Some of that professional mask had dropped, his tone turning lighter in reflexive defensive response to all that heart-open desperate faith and trust. They’ve reached the end of the list. He’s stalling.
🔪🔪🔪
"Stephen."
She says his name, and stops there. She won't continue until he looks at her, and perhaps when he does he can see the exact moment that she decides to approach his desk, to lean forward and hold his hand, the way he had held hers in the library.
"I trust you. I trust your mind, and your medicine, and your hands. My skull or my arm, it makes no difference to me."
🎀?
There’s a defeated sag to his shoulders, a twist of his mouth, his hand squeezing hers back once.
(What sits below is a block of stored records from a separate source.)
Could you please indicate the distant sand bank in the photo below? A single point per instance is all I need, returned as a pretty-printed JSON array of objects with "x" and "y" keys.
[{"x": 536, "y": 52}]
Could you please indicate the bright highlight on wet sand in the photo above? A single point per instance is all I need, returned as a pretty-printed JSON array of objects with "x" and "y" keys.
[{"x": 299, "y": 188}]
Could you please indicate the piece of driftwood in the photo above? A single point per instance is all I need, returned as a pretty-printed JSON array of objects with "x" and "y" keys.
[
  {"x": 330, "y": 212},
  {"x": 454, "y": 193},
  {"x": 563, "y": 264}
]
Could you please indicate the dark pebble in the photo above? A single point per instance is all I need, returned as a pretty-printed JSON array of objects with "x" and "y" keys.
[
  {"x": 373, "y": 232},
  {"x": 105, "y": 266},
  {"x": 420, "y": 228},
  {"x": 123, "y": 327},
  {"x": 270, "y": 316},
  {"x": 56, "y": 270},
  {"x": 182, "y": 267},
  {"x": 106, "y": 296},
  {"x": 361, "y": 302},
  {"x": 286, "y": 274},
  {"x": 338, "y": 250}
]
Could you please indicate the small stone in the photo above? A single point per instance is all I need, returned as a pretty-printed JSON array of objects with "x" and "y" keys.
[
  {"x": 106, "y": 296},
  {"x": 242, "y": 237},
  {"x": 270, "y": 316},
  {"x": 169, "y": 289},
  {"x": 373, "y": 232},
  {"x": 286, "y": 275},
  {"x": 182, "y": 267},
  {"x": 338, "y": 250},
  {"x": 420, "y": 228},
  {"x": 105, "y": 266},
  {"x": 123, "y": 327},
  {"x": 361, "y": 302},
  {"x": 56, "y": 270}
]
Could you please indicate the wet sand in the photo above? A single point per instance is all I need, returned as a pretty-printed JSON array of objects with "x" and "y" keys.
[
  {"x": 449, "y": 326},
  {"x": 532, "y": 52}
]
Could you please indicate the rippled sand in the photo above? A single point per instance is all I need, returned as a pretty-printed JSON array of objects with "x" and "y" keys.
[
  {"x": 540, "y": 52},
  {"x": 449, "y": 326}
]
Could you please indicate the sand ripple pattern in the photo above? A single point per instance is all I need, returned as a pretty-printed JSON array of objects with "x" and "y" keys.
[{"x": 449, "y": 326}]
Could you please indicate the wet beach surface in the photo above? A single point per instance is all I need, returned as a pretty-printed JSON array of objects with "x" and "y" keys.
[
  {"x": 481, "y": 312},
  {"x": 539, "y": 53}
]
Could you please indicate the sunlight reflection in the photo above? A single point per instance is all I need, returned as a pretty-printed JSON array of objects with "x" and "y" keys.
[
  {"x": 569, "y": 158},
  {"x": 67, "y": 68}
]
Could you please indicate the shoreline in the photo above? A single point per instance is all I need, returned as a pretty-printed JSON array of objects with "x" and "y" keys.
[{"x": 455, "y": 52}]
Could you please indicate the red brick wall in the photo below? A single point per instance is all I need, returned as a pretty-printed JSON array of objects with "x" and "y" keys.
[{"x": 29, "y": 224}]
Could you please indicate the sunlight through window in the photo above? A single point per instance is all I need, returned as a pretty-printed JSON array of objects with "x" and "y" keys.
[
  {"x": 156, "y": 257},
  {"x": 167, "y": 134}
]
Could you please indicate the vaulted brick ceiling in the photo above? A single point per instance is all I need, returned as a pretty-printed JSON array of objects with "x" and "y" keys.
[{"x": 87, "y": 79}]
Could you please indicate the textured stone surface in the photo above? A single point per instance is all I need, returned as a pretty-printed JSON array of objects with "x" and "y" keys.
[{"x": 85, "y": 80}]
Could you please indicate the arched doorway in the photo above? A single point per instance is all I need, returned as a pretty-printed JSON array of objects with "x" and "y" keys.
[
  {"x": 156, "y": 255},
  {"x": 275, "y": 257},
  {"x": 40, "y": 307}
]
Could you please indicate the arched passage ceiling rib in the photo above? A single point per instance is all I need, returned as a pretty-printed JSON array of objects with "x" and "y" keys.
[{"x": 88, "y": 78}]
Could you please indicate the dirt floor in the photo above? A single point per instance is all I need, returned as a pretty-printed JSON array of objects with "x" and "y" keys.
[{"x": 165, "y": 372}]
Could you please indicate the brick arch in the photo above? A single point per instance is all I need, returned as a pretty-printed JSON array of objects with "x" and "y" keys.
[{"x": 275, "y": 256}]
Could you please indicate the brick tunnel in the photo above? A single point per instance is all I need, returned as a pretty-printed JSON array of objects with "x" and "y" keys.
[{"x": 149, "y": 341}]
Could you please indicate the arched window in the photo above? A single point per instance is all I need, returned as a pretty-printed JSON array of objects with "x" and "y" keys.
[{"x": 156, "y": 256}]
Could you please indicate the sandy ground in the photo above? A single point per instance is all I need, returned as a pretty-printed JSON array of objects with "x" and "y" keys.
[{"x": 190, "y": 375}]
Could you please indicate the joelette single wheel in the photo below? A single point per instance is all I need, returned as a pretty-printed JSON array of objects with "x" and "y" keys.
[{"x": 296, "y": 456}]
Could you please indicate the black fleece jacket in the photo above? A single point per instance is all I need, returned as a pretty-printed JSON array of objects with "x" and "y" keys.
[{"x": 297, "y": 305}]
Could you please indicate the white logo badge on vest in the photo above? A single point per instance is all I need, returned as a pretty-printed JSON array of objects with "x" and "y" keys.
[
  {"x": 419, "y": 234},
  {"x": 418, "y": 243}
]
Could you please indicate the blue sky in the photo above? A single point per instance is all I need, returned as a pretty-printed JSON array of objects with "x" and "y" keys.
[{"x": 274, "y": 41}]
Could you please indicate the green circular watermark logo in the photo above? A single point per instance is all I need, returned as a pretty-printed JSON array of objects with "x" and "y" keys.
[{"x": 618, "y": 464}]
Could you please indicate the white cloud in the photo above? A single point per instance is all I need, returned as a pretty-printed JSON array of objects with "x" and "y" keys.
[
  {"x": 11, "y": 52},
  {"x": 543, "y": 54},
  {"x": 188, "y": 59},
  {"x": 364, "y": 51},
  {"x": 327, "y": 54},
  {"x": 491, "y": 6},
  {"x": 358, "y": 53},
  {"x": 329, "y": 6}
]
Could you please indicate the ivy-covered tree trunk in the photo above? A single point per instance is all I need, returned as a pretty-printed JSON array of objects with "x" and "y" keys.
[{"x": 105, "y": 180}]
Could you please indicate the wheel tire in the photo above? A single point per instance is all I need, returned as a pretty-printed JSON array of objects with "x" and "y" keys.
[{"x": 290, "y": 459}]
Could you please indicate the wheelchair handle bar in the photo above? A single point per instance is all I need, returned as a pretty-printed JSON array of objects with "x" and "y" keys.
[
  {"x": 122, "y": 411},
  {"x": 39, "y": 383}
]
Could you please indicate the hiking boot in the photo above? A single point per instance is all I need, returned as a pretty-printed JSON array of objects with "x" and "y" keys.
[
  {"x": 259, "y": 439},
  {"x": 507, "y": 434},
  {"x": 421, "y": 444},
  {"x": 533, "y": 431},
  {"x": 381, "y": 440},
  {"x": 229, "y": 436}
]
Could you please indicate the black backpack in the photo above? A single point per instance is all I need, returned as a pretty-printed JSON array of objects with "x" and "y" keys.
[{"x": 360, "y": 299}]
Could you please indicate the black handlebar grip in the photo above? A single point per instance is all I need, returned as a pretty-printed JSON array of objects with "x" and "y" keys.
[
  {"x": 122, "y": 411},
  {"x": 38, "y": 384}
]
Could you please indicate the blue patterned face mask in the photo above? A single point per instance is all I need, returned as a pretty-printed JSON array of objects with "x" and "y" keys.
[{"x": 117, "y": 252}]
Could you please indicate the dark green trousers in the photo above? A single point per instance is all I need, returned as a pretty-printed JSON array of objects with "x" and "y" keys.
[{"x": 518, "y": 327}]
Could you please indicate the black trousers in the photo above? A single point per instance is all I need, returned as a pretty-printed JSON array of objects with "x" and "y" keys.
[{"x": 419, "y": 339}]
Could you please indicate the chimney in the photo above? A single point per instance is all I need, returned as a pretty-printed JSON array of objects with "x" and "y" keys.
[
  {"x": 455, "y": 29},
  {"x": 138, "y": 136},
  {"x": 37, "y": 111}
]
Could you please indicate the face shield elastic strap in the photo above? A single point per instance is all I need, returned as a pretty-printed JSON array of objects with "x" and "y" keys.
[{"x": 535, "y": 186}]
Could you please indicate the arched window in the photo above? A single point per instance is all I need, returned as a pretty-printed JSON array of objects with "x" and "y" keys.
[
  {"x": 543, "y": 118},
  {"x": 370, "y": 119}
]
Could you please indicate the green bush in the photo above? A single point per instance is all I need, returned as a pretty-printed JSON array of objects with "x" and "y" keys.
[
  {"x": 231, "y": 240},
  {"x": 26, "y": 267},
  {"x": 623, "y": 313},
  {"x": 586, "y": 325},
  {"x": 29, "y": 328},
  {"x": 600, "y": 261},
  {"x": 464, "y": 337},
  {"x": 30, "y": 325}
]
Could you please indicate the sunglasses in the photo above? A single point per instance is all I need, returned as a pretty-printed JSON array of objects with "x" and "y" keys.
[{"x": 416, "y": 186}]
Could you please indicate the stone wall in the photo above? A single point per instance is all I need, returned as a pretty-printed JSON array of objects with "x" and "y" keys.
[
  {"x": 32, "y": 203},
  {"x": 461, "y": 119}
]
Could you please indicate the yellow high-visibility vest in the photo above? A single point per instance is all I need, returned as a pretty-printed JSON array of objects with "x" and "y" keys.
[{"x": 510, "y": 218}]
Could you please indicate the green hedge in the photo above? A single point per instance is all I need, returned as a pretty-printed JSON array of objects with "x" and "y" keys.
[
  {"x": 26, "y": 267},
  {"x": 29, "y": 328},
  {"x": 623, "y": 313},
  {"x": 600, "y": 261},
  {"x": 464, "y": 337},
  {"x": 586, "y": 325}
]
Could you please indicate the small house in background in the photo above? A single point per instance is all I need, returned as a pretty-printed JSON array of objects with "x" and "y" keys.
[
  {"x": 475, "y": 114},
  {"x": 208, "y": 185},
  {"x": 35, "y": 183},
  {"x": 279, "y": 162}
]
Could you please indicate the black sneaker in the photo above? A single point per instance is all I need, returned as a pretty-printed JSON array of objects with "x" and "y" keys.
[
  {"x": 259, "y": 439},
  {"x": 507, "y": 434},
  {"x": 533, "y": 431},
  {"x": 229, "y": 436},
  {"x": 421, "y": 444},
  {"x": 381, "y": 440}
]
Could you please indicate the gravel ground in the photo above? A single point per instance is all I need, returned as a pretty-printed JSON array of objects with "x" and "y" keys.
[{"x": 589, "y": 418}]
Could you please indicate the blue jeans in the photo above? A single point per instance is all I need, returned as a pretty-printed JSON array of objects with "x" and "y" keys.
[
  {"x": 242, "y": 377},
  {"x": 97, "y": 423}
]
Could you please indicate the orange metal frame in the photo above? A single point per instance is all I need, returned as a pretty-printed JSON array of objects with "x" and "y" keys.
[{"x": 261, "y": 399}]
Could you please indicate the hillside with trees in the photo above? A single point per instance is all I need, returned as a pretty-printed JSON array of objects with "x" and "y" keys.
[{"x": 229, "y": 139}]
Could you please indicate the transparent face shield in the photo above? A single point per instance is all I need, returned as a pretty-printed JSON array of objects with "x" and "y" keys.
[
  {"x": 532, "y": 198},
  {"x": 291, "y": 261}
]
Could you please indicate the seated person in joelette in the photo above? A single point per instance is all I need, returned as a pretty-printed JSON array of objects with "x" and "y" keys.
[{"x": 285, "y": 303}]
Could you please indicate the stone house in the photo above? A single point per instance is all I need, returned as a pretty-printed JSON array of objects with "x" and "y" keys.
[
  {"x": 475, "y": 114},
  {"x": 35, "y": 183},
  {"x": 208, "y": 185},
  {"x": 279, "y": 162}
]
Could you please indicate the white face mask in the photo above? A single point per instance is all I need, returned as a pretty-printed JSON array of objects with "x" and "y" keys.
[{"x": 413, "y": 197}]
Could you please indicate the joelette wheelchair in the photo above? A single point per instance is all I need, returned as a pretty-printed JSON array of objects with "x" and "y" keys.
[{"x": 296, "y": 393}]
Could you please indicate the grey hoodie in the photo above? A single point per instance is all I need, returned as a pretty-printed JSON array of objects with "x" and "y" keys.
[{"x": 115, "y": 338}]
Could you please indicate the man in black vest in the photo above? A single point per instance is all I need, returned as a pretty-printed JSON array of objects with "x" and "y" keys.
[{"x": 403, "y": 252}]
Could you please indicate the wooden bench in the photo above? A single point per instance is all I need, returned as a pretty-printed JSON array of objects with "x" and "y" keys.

“Alright,” he says. Because he’d promised, too, that he would at least consider it if she gave it time. Didn’t rush it. Came back to him after a year. It’s sooner than planned, but all of his arguments against it have been punctured and meticulously deconstructed. “It’s your choice.”
And if anyone’s going to do it for her safely, of course it’s going to be him.
He always has to be the one holding the knife.
🎀!
"Thank you," she says, sincere as ever, "for trusting me back."
There will be time for them to discuss the particulars of how they're going to accomplish this later. For now, Stephen's just agreed to something he'd prefer not to do, and Ness won't make him deal with her any more today. She gathers her notes, says her goodbyes, and leaves Stephen to contemplate what he's just signed up for.